The warm glow of candlelight wafted beneath the door like a golden mist, I could see it flickering, dancing, even that unnerved me. I stood in pathetic hesitation, the continuing sounds behind the door pulled at me, twisting and grabbing at my insides, beckoning me to investigate. I knew I had to go through that door, I couldn’t cower behind it forever, Ihadto open it.
With the realisation of duty my questions returned. Who was behind the door? A desperate man in the form of a night-roaming thief? A ferocious wyrm with eyes that burned hot with scorching flame and smouldering wrath? A hell-hailed devil spinning its trident with demonic intent?

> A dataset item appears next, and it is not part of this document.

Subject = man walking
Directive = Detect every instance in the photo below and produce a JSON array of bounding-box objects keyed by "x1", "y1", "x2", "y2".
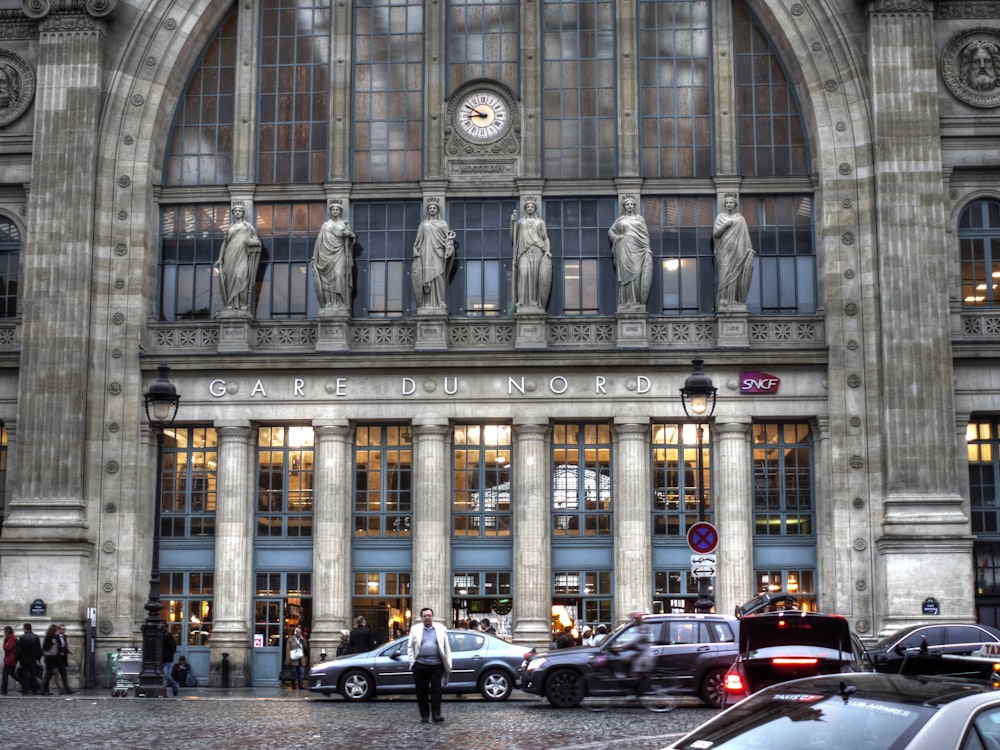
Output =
[{"x1": 407, "y1": 607, "x2": 451, "y2": 724}]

The thoughts echoed in my mind as I let my hand leave my side. Was I in danger? I turned the handle slowly, trying not to let it click and startle whatever was waiting for me. Should I turn back? The once shiny but by then dulled brass door knob released the stiff catch of the door and it slowly swung open.

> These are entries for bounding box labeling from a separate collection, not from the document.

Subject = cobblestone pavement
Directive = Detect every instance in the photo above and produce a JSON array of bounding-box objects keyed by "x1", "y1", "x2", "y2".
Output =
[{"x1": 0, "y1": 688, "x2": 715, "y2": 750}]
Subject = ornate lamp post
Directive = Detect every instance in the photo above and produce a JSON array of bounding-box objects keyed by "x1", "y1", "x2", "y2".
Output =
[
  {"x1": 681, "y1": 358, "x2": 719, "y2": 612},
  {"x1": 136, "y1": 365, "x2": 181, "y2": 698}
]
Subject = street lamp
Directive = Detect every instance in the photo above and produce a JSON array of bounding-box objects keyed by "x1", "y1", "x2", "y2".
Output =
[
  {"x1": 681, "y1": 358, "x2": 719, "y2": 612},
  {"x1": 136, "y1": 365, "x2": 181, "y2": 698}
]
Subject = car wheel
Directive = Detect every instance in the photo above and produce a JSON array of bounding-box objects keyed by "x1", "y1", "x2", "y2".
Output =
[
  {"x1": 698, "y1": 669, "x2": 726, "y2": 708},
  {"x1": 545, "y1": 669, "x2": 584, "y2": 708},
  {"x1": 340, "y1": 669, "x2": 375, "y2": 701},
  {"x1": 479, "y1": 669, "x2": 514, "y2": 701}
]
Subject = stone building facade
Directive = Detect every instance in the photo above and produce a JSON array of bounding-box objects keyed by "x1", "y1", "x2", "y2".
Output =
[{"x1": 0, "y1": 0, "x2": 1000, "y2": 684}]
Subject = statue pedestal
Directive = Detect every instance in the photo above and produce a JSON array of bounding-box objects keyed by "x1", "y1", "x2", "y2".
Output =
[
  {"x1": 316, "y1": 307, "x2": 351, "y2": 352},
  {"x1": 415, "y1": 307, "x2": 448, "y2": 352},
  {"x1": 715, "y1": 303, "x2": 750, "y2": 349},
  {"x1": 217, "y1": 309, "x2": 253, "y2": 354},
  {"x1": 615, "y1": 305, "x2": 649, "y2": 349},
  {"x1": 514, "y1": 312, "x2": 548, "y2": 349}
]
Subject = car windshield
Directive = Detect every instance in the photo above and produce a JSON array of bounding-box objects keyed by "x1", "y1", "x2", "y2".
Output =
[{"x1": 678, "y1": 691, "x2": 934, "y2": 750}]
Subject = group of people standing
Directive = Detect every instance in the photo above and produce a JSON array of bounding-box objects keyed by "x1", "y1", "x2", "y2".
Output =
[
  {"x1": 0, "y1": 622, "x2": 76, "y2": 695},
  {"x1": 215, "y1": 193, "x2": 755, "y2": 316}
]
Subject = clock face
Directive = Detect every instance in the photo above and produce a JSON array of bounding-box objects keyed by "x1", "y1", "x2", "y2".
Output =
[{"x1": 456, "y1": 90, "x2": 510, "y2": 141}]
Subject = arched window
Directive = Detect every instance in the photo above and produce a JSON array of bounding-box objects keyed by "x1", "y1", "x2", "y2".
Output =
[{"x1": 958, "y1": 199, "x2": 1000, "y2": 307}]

My face was enveloped with the warm glow of the candle light that had previously unnerved me, the door that had comfortably shielded me from view was now open, leaving me unguarded, and exposed. At last I could see the source of the noise that had taken away from me any chance I had of a quiet slumber. At last I had eye contact with the cause of my fear. What I could see deserved a reaction, and it got one; my reaction wasn’t one of fear or of anger, it was one of disbelief and wonderment. For what I saw would have surprised any person with even a slight grasp on reality, for sitting on my sofa, quite at home with an open book resting on his lap, was none other, than William Shakespeare.
The house is deceptive, and at first glance you wouldn’t know there was actually anything wrong with it. To the uninformed observer it looks perfectly fine. It’s a grand building, even I, one who has lived within it and discovered its evil cannot deny that, but when darkness falls, and the shadows come to life, it becomes a completely different story. It warps and changes, leaves the realms of possibility and throws away its status as a perfect home. It becomes a Mecca, a prime destination point for the scourge of Perdition. I’m sure in the past you’ve imagined things, played around with the image of what you would expect evil to look like, well I’m afraid you’re mistaken. You see the reality is a lot worse, the image of evil, in my experience, doesn’t always have to install fear, sometimes it can wear the mask of the one person you want to see before you.

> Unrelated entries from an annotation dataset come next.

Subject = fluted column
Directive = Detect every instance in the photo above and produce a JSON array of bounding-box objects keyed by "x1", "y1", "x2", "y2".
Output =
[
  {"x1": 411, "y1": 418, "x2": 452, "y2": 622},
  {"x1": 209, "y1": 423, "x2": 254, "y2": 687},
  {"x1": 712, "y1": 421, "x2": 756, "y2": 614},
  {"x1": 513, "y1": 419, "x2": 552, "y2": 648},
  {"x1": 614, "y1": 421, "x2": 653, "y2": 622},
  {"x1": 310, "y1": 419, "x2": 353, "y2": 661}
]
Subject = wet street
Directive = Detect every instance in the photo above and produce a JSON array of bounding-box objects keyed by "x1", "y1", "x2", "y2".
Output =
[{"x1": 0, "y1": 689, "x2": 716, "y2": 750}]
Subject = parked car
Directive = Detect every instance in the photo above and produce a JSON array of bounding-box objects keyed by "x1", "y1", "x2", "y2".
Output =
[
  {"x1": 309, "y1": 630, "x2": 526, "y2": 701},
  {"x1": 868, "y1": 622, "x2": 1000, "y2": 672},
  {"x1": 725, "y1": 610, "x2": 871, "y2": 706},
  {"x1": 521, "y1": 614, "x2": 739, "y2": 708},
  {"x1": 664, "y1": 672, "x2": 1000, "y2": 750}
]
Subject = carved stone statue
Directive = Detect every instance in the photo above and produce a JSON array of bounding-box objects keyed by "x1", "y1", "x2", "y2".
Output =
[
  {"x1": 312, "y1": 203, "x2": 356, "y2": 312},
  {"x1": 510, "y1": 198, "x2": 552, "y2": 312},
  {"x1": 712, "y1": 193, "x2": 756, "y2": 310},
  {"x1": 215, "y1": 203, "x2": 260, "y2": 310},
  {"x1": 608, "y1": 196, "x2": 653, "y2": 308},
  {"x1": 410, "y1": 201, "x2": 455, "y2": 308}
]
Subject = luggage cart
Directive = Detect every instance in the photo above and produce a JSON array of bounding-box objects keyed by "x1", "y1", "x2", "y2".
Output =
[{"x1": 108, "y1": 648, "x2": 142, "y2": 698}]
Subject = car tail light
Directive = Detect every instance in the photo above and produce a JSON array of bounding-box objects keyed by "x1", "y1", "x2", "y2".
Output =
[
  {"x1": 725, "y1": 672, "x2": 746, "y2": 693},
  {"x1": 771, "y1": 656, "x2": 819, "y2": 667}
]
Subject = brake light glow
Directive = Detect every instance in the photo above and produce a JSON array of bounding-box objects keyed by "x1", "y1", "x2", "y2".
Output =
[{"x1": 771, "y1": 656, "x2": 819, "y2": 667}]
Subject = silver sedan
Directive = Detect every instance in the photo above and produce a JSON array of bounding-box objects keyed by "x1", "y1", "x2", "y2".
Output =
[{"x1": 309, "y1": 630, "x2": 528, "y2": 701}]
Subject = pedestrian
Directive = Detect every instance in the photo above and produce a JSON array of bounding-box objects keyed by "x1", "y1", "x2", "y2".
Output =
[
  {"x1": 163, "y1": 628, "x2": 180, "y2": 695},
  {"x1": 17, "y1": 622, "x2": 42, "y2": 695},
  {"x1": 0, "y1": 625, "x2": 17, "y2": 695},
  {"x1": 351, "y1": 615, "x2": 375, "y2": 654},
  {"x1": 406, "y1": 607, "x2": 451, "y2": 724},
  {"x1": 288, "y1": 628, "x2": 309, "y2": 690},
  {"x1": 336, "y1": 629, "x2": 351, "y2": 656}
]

So, for the first time in longer than I’m proud of I’m actually releasing the lock. For many years I’ve felt the need to keep the door firmly closed to most, but for you, my friend, I’m making an exception. I feel as though I owe it to the outside world to allow at least someone to enter into this house and experience what I do almost every night. I need to know that my time spent in the house hasn’t made me insane, I need to know that I’m not seeing things, that my eyes aren’t deceiving me. I need to know, dear reader, that you see them too.